Basic Steps in Sampling

  1. Determine the population.

  2. Select appropriate sampling design.

  3. Determine sample size.

  4. Obtain the sample.

Sampling Designs

  • Probability Sampling: Every member of the population has a known chance of selection.

    • Simple Random Sampling: Unbiased; every unit has an equal chance; selections are independent.

    • Systematic Sampling: Selects every nth member based on a defined interval.

    • Stratified Sampling: Dividing the population into strata and randomly sampling from each stratum.

    • Cluster Sampling: Divide population into clusters and randomly select clusters to sample.

  • Non-Probability Sampling: Not all members have a chance of being included.

    • Purposive Sampling: Selection based on researcher judgment.

    • Convenience Sampling: Selecting readily available subjects.

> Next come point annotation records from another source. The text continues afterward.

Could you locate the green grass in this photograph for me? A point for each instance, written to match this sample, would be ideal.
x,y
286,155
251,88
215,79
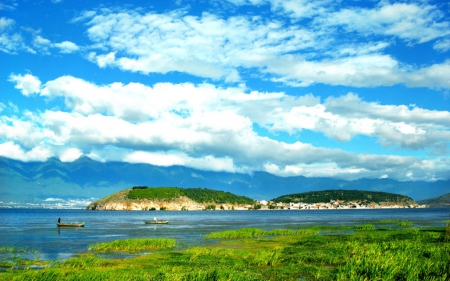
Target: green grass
x,y
247,254
135,244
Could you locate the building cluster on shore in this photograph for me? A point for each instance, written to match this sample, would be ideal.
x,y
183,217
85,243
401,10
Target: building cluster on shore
x,y
334,205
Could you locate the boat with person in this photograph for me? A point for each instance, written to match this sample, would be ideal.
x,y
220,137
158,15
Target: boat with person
x,y
70,224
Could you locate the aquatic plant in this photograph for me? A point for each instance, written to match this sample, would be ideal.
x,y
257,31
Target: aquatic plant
x,y
364,227
135,244
281,254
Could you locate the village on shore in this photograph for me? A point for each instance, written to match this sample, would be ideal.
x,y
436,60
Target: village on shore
x,y
334,205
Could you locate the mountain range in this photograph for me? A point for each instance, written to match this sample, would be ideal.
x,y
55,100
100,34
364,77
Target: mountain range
x,y
54,182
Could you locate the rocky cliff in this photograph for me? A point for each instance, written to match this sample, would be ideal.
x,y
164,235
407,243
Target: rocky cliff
x,y
120,202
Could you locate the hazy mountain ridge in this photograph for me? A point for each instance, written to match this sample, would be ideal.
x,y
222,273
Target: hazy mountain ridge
x,y
441,201
86,178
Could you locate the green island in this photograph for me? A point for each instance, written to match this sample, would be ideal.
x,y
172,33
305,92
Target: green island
x,y
171,198
376,250
186,199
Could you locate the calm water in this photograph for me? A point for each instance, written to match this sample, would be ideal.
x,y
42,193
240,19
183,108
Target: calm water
x,y
37,230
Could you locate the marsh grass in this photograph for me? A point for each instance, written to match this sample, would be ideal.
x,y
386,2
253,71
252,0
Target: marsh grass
x,y
135,244
256,254
256,232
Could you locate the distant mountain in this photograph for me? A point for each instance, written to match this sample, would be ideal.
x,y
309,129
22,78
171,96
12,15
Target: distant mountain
x,y
88,180
441,201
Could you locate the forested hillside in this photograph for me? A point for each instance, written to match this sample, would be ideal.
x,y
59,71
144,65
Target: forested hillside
x,y
344,195
200,195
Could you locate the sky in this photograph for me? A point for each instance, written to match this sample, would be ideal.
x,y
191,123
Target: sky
x,y
340,89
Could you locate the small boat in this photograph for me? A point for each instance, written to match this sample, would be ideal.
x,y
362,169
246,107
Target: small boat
x,y
70,224
156,221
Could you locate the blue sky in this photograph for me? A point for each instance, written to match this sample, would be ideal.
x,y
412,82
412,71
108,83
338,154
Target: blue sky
x,y
351,89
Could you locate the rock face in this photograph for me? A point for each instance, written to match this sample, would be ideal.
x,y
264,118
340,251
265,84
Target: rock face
x,y
120,202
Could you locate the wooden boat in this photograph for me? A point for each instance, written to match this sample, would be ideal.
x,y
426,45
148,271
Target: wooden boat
x,y
156,221
70,224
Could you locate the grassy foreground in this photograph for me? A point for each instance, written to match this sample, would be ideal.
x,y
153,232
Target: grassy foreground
x,y
366,252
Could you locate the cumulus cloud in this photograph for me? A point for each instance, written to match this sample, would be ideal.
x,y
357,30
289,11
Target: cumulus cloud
x,y
209,127
27,84
298,55
66,47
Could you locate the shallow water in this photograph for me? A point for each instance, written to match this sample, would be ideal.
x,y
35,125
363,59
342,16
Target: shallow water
x,y
36,229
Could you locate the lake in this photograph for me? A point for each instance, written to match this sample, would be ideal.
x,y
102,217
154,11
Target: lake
x,y
36,229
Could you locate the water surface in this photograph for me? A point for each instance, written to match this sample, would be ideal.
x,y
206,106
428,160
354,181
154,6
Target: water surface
x,y
36,228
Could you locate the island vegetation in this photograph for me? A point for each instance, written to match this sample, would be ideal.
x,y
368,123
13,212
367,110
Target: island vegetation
x,y
380,250
171,198
174,198
360,196
200,195
441,201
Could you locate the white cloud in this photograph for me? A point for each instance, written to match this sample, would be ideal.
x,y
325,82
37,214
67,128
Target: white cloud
x,y
28,84
297,55
203,126
11,42
442,45
66,47
70,155
11,150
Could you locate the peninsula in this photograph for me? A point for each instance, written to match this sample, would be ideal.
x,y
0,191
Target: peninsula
x,y
190,199
172,198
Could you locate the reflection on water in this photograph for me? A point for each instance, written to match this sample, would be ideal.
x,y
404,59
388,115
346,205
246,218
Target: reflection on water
x,y
36,229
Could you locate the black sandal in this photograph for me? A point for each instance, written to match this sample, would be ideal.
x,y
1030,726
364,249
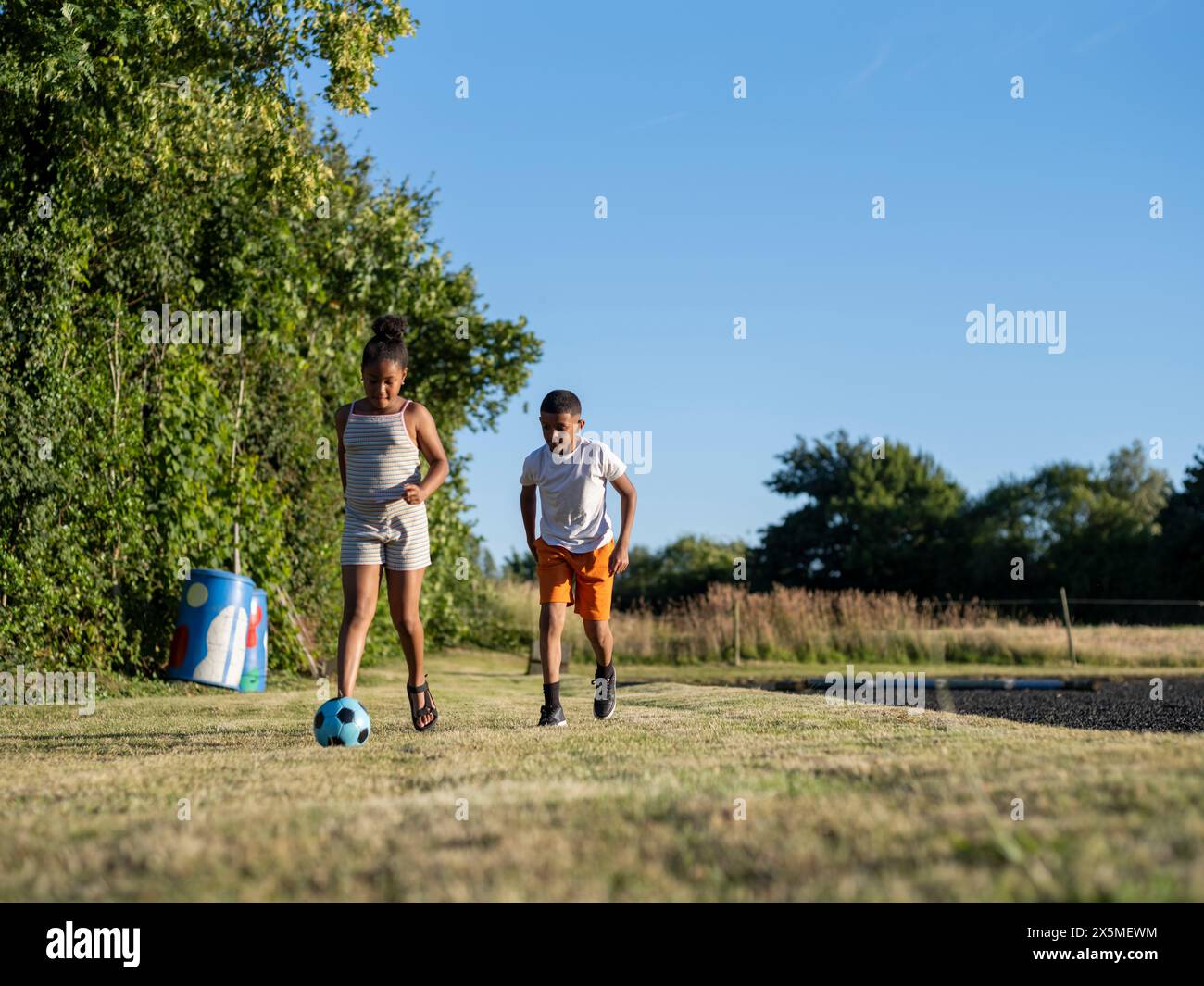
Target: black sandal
x,y
418,713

    • Snowball Sampling: Existing respondents recruit future subjects from among their acquaintances.

    • Quota Sampling: Ensures equal representation among key segments.

Sample Size Determination

  • Importance of appropriate sample size in gaining reliable results. Common formulations:

    • Yamane’s Formula for calculating sample size based on population size and sampling error.

    • Cochran’s Formula for ideal sample size given a desired precision level and confidence.

Measures of Central Tendency

  • Arithmetic Mean: Average of a dataset.

  • Weighted Mean: Considers the importance of different data points.

  • Median: Middle value when data is ordered.

  • Mode: Most frequent value in a dataset.

Measures of Dispersion

  • Range: Difference between highest and lowest values.

  • Variance: Measures how data points differ from the mean.

  • Standard Deviation: Indicates spread of data points around the mean.

  • Coefficient of Variation: Standard deviation expressed as a percentage of the mean.